減損会計の概要を覚えておこう!

減損会計の概要を覚えておこう!

減損会計とは企業が所有する固定資産の収益性が著しく低下して、投資した額の回収が見込めなくなった場合に、簿価から下がった資産の価値を実勢価格に修正し、その差額を損失として計上することです。

わかりやすい例としてバブル期に取得した土地や建物の資産価値が簿価よりも大幅に下落したり、最近では世界的な不況のあおりを受けて株式市場が急落したことで、企業は相次いで株式評価の減損を発表しています。

例えばここに、企業が100億円で取得した土地があったとして、そのまま100億円の資産として計上し続けたらどうでしょう。土地の価格は常に変動しています。特に先に例に挙げたバブル崩壊に伴う土地価格の暴落などがあっては100億円で取得した土地の実勢価格が30億や10億に下落したなどと言うことも実際にありました。
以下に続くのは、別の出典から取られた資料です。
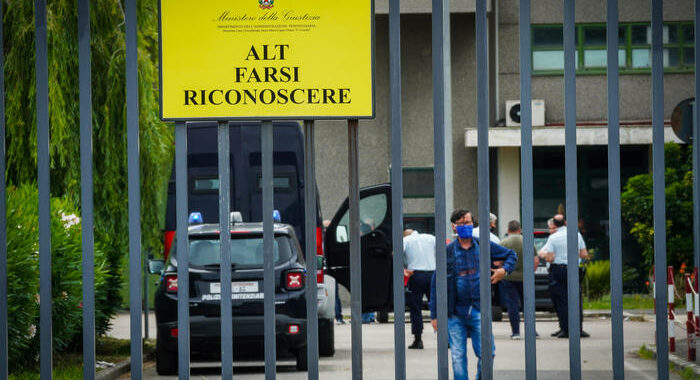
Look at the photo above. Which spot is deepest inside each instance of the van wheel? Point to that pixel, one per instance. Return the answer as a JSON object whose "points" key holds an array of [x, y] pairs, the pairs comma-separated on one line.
{"points": [[166, 361], [496, 313], [326, 337], [302, 359]]}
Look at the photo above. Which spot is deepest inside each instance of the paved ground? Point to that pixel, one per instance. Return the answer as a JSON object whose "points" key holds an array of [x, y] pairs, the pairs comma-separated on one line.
{"points": [[378, 358]]}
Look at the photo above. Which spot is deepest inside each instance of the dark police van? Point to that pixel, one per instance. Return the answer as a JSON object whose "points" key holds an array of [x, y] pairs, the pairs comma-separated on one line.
{"points": [[247, 276], [246, 198], [246, 175]]}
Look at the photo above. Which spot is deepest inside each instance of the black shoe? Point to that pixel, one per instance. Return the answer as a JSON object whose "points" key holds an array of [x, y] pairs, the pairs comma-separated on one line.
{"points": [[417, 344]]}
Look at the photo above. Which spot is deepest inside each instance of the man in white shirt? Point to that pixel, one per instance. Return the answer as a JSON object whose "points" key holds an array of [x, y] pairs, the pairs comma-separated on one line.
{"points": [[419, 255], [554, 252], [492, 225]]}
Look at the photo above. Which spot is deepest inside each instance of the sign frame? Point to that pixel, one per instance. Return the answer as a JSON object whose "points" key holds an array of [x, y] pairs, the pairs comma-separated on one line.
{"points": [[272, 117]]}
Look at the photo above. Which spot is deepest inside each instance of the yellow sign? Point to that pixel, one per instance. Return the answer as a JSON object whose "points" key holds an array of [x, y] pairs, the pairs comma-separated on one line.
{"points": [[266, 59]]}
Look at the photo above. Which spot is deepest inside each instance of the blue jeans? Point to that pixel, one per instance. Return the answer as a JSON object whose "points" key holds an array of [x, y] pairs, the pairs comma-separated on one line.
{"points": [[458, 328]]}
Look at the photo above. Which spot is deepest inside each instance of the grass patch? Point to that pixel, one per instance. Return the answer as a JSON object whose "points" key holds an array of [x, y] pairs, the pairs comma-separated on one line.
{"points": [[69, 366], [629, 301], [645, 353]]}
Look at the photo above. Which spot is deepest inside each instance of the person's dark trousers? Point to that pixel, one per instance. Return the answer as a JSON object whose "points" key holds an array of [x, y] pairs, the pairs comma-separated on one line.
{"points": [[338, 307], [514, 298], [558, 292], [418, 285]]}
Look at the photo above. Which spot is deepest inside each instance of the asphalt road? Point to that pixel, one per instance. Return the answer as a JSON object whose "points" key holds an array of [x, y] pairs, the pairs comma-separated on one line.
{"points": [[509, 363]]}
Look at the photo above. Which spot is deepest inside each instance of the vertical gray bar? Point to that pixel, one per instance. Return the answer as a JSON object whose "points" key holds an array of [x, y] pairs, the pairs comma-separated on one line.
{"points": [[225, 246], [311, 267], [696, 150], [657, 125], [4, 372], [132, 124], [183, 254], [397, 189], [43, 179], [615, 213], [527, 190], [266, 139], [86, 201], [482, 122], [355, 253], [571, 189], [441, 118]]}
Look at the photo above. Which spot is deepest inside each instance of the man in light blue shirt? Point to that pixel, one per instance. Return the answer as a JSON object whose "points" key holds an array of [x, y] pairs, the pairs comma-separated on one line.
{"points": [[419, 255], [554, 252]]}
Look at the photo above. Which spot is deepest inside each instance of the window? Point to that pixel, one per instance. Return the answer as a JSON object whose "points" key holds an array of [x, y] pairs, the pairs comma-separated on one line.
{"points": [[634, 54]]}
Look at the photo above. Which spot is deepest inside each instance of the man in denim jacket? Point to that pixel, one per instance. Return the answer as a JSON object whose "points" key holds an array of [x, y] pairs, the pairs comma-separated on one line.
{"points": [[463, 295]]}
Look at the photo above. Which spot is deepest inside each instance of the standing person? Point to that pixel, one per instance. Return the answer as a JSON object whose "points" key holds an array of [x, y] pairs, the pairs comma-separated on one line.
{"points": [[419, 255], [554, 251], [492, 227], [513, 286], [463, 294]]}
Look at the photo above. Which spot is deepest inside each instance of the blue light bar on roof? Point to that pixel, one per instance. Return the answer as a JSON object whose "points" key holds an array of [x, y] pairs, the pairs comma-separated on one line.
{"points": [[195, 218]]}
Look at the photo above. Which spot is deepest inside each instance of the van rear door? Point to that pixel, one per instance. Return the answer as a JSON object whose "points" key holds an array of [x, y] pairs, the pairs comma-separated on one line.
{"points": [[375, 242]]}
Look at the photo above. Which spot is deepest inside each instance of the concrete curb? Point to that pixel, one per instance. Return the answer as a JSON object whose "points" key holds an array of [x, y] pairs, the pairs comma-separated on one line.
{"points": [[119, 369], [681, 364]]}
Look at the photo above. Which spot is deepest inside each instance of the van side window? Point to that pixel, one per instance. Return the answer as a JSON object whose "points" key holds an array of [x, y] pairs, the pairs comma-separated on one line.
{"points": [[373, 210]]}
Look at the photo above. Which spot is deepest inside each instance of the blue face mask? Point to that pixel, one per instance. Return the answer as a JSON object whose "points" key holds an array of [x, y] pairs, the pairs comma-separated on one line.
{"points": [[465, 231]]}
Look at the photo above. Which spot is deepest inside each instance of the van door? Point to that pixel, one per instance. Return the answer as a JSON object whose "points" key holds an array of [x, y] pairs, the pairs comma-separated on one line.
{"points": [[375, 242]]}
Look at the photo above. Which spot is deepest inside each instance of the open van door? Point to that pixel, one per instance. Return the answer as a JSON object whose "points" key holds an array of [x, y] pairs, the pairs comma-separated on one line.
{"points": [[375, 245]]}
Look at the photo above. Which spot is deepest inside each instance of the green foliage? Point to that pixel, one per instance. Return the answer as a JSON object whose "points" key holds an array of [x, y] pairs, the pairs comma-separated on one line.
{"points": [[23, 272], [108, 118], [638, 206]]}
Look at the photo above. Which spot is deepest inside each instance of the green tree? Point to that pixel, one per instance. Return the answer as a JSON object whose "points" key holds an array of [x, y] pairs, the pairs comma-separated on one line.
{"points": [[108, 118], [638, 207]]}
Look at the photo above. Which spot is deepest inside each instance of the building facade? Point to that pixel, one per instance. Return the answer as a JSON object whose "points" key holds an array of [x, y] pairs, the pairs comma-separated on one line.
{"points": [[547, 88]]}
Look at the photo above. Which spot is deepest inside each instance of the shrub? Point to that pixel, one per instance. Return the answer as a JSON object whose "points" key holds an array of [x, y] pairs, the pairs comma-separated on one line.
{"points": [[66, 267]]}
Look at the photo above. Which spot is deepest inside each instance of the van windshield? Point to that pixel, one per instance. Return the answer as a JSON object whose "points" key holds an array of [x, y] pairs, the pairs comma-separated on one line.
{"points": [[245, 250]]}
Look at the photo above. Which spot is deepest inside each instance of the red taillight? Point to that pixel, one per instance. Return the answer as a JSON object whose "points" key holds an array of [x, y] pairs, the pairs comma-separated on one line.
{"points": [[319, 241], [168, 237], [171, 283], [294, 280]]}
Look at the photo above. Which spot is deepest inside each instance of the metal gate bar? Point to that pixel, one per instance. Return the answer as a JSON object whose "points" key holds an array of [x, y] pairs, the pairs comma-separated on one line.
{"points": [[310, 249], [226, 323], [183, 255], [266, 138], [527, 190], [442, 118], [355, 253], [86, 187], [571, 190], [657, 124], [134, 184], [43, 179], [614, 209], [397, 190], [4, 372], [482, 122], [696, 151]]}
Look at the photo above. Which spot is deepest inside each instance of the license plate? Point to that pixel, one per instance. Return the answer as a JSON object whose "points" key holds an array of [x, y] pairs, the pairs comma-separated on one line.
{"points": [[236, 287]]}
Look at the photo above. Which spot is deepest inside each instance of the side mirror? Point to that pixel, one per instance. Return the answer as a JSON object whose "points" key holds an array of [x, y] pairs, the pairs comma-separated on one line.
{"points": [[156, 266]]}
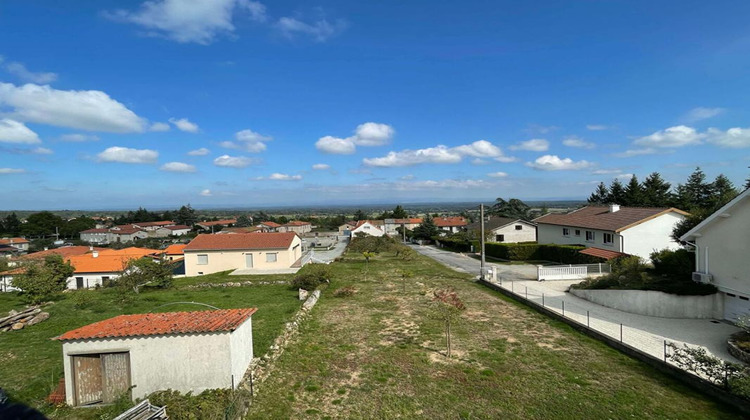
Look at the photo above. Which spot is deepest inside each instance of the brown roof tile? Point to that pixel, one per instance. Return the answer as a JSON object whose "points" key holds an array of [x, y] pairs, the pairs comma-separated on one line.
{"points": [[165, 323], [600, 217], [242, 241]]}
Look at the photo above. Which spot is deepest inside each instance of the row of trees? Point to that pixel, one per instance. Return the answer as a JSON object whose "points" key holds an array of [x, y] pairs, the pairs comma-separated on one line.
{"points": [[695, 194]]}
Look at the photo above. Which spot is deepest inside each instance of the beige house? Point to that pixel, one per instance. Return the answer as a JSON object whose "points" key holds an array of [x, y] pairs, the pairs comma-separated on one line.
{"points": [[252, 252]]}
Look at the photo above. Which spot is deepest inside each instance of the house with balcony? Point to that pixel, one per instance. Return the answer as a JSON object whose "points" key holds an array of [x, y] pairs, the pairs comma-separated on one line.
{"points": [[722, 246], [630, 230]]}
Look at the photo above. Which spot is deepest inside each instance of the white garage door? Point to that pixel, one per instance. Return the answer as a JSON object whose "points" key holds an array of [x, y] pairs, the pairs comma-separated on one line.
{"points": [[735, 306]]}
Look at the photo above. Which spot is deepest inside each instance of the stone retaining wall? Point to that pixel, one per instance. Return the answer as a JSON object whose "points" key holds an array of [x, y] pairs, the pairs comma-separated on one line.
{"points": [[653, 303]]}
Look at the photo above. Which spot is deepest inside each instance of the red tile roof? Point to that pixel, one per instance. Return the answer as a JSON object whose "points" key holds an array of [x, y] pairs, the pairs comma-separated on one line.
{"points": [[13, 241], [600, 217], [242, 241], [166, 323], [449, 221], [602, 253]]}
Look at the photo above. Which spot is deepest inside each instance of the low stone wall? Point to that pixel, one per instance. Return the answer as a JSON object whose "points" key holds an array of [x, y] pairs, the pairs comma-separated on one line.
{"points": [[653, 303]]}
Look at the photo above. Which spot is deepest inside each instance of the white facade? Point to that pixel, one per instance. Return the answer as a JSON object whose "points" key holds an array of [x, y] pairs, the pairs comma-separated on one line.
{"points": [[184, 362], [722, 245]]}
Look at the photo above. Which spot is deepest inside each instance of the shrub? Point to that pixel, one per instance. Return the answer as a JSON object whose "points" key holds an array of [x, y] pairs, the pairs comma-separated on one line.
{"points": [[346, 291]]}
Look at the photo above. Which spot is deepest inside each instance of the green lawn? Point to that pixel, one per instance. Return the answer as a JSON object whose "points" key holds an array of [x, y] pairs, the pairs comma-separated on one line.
{"points": [[380, 354], [31, 363]]}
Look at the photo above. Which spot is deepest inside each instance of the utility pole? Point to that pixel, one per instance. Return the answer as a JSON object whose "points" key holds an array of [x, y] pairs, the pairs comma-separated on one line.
{"points": [[481, 240]]}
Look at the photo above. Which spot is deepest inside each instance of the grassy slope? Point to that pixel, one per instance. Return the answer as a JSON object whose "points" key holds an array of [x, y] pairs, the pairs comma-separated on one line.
{"points": [[31, 363], [379, 354]]}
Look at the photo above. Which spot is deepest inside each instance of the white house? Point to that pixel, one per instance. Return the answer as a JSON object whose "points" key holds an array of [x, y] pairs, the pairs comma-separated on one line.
{"points": [[183, 351], [630, 230], [256, 253], [722, 248], [369, 227], [506, 230]]}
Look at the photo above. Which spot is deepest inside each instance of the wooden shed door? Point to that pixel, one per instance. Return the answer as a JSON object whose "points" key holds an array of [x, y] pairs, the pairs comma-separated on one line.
{"points": [[88, 378], [115, 375]]}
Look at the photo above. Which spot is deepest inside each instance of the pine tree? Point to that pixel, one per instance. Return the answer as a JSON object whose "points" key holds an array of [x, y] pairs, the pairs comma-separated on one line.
{"points": [[633, 195], [656, 191], [600, 196], [616, 192]]}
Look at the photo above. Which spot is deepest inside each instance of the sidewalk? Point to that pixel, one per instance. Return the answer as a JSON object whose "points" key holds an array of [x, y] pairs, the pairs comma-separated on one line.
{"points": [[644, 332]]}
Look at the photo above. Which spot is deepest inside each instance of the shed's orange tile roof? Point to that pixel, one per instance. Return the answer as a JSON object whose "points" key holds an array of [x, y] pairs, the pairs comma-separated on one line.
{"points": [[242, 241], [600, 217], [166, 323], [449, 221]]}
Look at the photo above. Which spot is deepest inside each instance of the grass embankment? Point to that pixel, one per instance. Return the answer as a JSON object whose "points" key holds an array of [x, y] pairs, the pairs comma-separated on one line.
{"points": [[31, 363], [380, 354]]}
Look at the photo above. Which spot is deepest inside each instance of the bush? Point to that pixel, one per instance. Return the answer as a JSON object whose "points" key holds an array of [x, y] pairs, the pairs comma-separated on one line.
{"points": [[346, 291]]}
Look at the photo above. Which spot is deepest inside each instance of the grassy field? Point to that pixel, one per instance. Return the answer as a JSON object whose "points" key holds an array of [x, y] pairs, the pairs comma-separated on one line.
{"points": [[31, 363], [380, 354]]}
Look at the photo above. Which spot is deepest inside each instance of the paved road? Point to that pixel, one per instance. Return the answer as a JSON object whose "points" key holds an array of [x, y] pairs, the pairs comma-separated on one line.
{"points": [[644, 332]]}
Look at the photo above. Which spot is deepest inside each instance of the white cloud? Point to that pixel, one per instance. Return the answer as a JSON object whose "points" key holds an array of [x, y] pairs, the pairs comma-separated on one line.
{"points": [[189, 21], [90, 110], [554, 163], [335, 145], [280, 177], [319, 30], [367, 134], [233, 161], [701, 113], [533, 145], [16, 132], [199, 152], [178, 167], [733, 138], [574, 141], [128, 155], [159, 126], [7, 171], [439, 154], [677, 136], [248, 140], [20, 71], [183, 124], [637, 152]]}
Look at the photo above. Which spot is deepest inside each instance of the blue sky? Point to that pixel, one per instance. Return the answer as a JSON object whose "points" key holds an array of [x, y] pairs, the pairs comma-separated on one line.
{"points": [[113, 104]]}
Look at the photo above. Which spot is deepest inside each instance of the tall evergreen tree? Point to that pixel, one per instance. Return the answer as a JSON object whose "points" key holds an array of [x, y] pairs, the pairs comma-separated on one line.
{"points": [[656, 191], [600, 196], [633, 195], [616, 192]]}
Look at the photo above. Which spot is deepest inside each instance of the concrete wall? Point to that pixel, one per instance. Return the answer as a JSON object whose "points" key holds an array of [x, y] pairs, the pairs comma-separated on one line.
{"points": [[658, 304], [650, 236], [526, 234], [726, 243], [232, 260], [194, 362], [241, 348]]}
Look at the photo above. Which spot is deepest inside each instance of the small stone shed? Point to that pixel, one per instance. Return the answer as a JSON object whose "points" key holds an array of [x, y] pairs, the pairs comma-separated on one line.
{"points": [[183, 351]]}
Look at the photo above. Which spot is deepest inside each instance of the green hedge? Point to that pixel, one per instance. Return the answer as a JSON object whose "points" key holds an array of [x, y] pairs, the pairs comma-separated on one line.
{"points": [[563, 254]]}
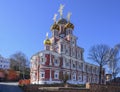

実際には10億円の価値しかない土地をいつまでも購入価格の100億円で計上すれば、たいした資産は持っていないにもかかわらず、資産が多い=資本までが多い、と見られます。
このような状態は、いざ土地を売却知る段階になればすぐにバレてしまいます。そこで「実際に売却しても価値が無いようなものは、持ち続けていても価値が無いものと見なす」という発想で生まれたのが減損会計というわけです。

損会計の対象となるのは土地や建物に限りません。稼働率が低下した工場やゴルフ場、福利厚生施設などの有形固定資産はもちろんのこと、借地権やいわゆる「のれん代」などの無形固定資産にいたるまで幅広く対象とされます。